L’illusion poursuit son chemin

Quatre jours déjà et elle continue.
L’illusion poursuit son chemin, pieds nus, passant de relief en relief, traversant des montagnes si hautes qu’elle croit traverser le ciel.
Elle n’a pas le choix si elle veut savoir qui elle est.
Jusque-là elle avait vécu sa vie sans trop se soucier de savoir qui elle était.
Elle était, c’était déjà bien.
Elle souriait, elle jouait avec les autres, les berçait, elle leur racontait des histoires.

Et puis un jour, l’homme avait crié « Tu n’es qu’une illusion ! ». Il avait la rage dans les yeux, dans la voix et tout son corps lui hurlait cela comme une insulte. Elle ne comprenait pas. Tout le monde n’était-il pas une illusion ? C’est ce qu’elle avait toujours cru en tous cas. Elle pensait que c’était comme cela qu’on faisait aimer. D’ailleurs, jusqu’à maintenant, personne ne lui en avait fait le reproche. Jusqu’à ce matin où les mots de l’homme l’avaient frappé au thorax et elle n’avait rien pu répondre car elle ne comprenait pas.

Alors elle était partie comme il l’avait trouvé : pieds nus, avec un pull en laine et un jeans délavé. Elle avait suivi ses pieds. Sa tête c’était absentée. Quand elle était sortie du brouillard, elle était en haut de la montagne la plus proche de chez elle.
Il faisait bleu nuit et un peu froid. Ses pieds étaient constellés d’épines de pin et d’autant de gouttelette de sang. Sortant de sa torpeur elle c’était aperçu que c’était douloureux.

« Tu n’es qu’une illusion ! ». Qu’est-ce que cela pouvait bien vouloir dire. Elle s’assoupit sans trouver la réponse.

Quatre jours déjà. Elle n’avait pas voulu revenir en arrière. Elle avait continué à suivre le paysage, à franchir les torrents. Elle avait mis son cerveau en pause pour arrêter de comprendre. Elle était arrivée à un lac, avait enlevé son pull, son jeans et c’était jeté à l’eau. Elle était repartie laissant là ses vêtements.
Le soir elle avait agrandi un terrier et c’était emmitouflée de feuille.

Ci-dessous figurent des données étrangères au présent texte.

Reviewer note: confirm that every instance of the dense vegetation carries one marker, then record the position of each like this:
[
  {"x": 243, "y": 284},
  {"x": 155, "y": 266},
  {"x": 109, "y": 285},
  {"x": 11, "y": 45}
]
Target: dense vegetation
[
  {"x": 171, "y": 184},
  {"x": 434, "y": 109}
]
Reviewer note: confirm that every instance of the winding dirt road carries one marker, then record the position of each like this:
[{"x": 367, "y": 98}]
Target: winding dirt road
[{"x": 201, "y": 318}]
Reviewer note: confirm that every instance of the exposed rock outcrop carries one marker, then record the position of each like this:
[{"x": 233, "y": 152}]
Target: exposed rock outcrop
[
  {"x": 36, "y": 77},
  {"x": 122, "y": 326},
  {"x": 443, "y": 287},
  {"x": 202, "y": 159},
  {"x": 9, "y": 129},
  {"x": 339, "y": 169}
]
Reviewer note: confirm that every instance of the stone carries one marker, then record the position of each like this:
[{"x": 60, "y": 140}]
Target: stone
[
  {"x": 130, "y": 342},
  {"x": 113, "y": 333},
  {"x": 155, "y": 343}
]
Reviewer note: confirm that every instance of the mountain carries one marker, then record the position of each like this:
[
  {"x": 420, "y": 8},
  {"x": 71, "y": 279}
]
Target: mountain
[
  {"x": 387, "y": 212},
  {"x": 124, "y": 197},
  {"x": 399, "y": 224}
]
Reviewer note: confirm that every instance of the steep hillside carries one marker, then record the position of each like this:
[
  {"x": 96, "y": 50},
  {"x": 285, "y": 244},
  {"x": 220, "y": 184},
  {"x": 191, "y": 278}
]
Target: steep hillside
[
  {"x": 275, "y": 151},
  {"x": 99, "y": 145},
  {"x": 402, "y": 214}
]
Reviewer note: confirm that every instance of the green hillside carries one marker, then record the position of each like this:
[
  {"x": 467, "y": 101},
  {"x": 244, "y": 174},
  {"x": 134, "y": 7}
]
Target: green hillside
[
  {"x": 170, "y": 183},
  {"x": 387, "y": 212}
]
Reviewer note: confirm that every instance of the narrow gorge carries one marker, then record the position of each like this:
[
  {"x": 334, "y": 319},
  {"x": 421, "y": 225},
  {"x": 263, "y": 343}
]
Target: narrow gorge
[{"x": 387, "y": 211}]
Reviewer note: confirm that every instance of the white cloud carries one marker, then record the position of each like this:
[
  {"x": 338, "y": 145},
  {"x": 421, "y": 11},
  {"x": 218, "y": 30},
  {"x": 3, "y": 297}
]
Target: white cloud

Ses cheveux qu’elle avait eu si beau étaient maintenant plein de nœuds.
Sa peau qu’elle avait eu si douce était pleine d’égratignures et d’écorchures.
Ses ongles qu’elle entretenaient avec soin étaient maintenant pleins de terre.
Sa bouche avait perdu toutes traces de ce rouge à lèvre de luxe que son mari lui offrait chaque année. Maintenant des coulures de baies séchées entouraient ses lèvres.
Des coulures de mascara étaient encore visibles sous ses yeux. Elles disparaitraient dans le prochain torrent.

Le Cinquième jour, elle avait rallumé son cerveau. Elle avait compris qu’il n’y avait rien à comprendre. Elle savait que maintenant, elle n’était plus une illusion.